Ma foi si; je n'en sais pas plus long.
Vous n'avez pas été loin. À vous, monsieur le magistrat.
Mon ami, ta position est fâcheuse; un autre te conseillerait peut-être d'assurer le fonds aux collatéraux de ta femme, afin qu'en cas de mort ce fonds ne passât pas aux tiens, et de jouir, ta vie durant, de l'usufruit. Mais il y a des lois; et ces lois ne t'accordent ni l'usufruit, ni la propriété du capital. Crois-moi, satisfais aux lois et sois honnête homme; à l'hôpital, s'il le faut.
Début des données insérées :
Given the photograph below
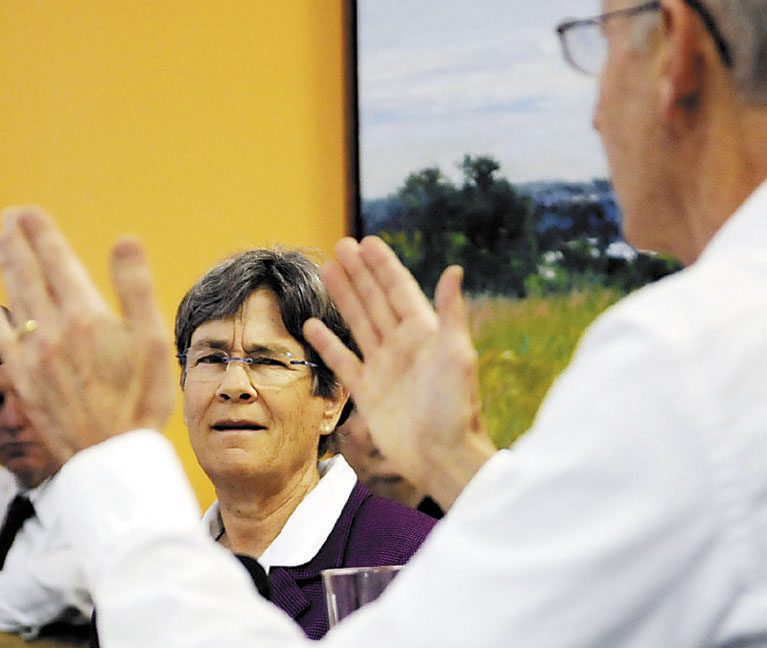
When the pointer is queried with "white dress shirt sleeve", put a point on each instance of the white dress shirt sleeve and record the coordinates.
(41, 580)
Il y a des lois! Quelles lois?
Et vous, monsieur le mathématicien, comment résolvez-vous ce problème?
Mon ami, ne m'as-tu pas dit que tu avais pris environ vingt mille francs?
Oui, monsieur.
Et combien à peu près t'a coûté la maladie de ta femme?
À peu près la même somme.
Eh bien! qui de vingt mille francs paye vingt mille francs, reste zéro.
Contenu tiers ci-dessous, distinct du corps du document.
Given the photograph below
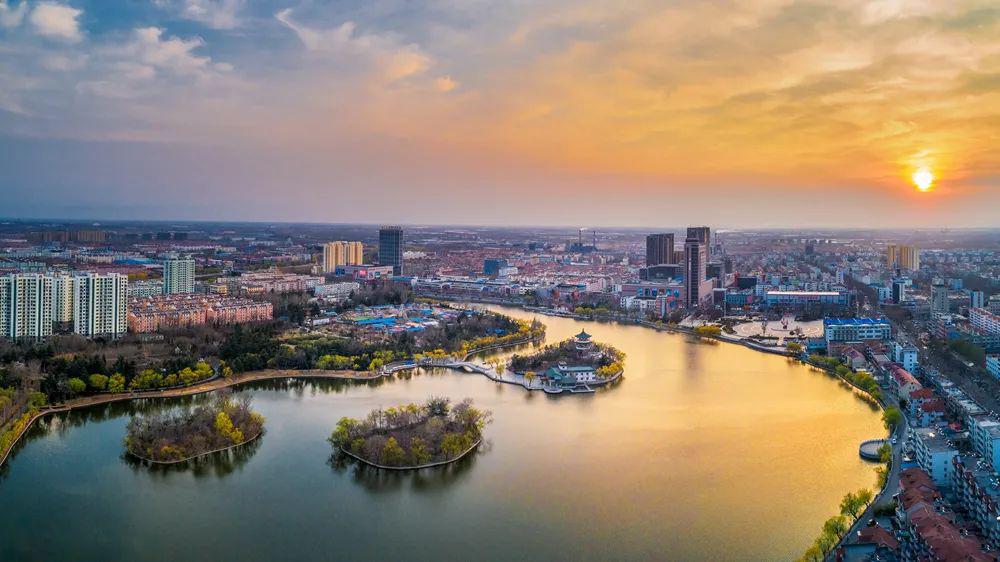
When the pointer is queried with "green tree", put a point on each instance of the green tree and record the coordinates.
(392, 453)
(891, 417)
(76, 386)
(98, 381)
(835, 526)
(116, 383)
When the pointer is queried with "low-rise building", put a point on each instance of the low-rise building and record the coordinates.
(150, 314)
(978, 492)
(935, 453)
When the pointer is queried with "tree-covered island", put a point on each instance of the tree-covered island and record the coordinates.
(227, 422)
(413, 435)
(576, 362)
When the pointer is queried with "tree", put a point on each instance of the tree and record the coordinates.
(116, 383)
(392, 453)
(835, 526)
(865, 496)
(76, 386)
(891, 417)
(852, 505)
(98, 381)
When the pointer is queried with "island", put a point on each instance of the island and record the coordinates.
(576, 364)
(225, 423)
(413, 436)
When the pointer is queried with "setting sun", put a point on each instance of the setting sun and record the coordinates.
(923, 178)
Et qu'en dit la philosophie?
La philosophie se tait où la loi n'a pas le sens commun…
Mon père sentit qu'il ne fallait pas me presser; et portant tout de suite la parole au chapelier: «Maître un tel, lui dit-il, vous nous avez confessé que depuis que vous aviez spolié la succession de votre femme, vous aviez perdu le repos. Et à quoi vous sert donc cet argent, qui vous a ôté le plus grand des biens? Défaites-vous-en vite; et buvez, mangez, dormez, travaillez, soyez heureux chez vous, si vous y pouvez tenir, ou ailleurs, si vous ne pouvez pas tenir chez vous.»
Le chapelier répliqua brusquement: «Non, monsieur, je m'en irai à Genève.
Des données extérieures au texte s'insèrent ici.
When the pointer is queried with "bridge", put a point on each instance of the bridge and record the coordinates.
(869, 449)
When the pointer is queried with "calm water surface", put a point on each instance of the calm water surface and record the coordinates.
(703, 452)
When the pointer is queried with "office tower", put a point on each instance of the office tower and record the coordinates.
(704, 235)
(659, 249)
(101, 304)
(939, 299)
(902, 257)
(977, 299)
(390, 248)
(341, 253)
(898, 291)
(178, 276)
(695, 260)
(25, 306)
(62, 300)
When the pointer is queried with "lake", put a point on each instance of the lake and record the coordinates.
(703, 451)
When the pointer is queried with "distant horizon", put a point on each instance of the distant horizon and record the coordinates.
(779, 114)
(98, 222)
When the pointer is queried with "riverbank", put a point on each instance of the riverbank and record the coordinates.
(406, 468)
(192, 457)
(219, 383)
« – Et tu crois que tu laisseras le remords ici?
« – Je ne sais, mais j'irai à Genève.
« – Va où tu voudras, tu y trouveras ta conscience.»
Le chapelier partit; sa réponse bizarre devint le sujet de l'entretien. On convint que peut-être la distance des lieux et du temps affaiblissait plus ou moins tous les sentiments, toutes les sortes de consciences, même celle du crime. L'assassin, transporté sur le rivage de la Chine, est trop loin pour apercevoir le cadavre qu'il a laissé sanglant sur les bords de la Seine. Le remords naît peut-être moins de l'horreur de soi que de la crainte des autres; moins de la honte de l'action que du blâme et du châtiment qui la suivraient s'il arrivait qu'on la découvrît. Et quel est le criminel clandestin assez tranquille dans l'obscurité pour ne pas redouter la trahison d'une circonstance imprévue ou l'indiscrétion d'un mot peu réfléchi? Quelle certitude a-t-il qu'il ne se décèlera point dans le délire de la fièvre ou du rêve? On l'entendra sur le lieu de la scène, et il est perdu. Ceux qui l'environneront à la Chine ne le comprendront pas. «Mes enfants, les jours du méchant sont remplis d'alarmes. Le repos n'est fait que pour l'homme de bien. C'est lui seul qui vit et meurt tranquille.»
Ce texte épuisé, les visites s'en allèrent; mon frère et ma sœur rentrèrent; la conversation interrompue fut reprise, et mon père dit: «Dieu soit loué! nous voilà ensemble. Je me trouve bien avec les autres, mais mieux avec vous.» Puis s'adressant à moi: «Pourquoi, me demanda-t-il, n'as-tu pas dit ton avis au chapelier?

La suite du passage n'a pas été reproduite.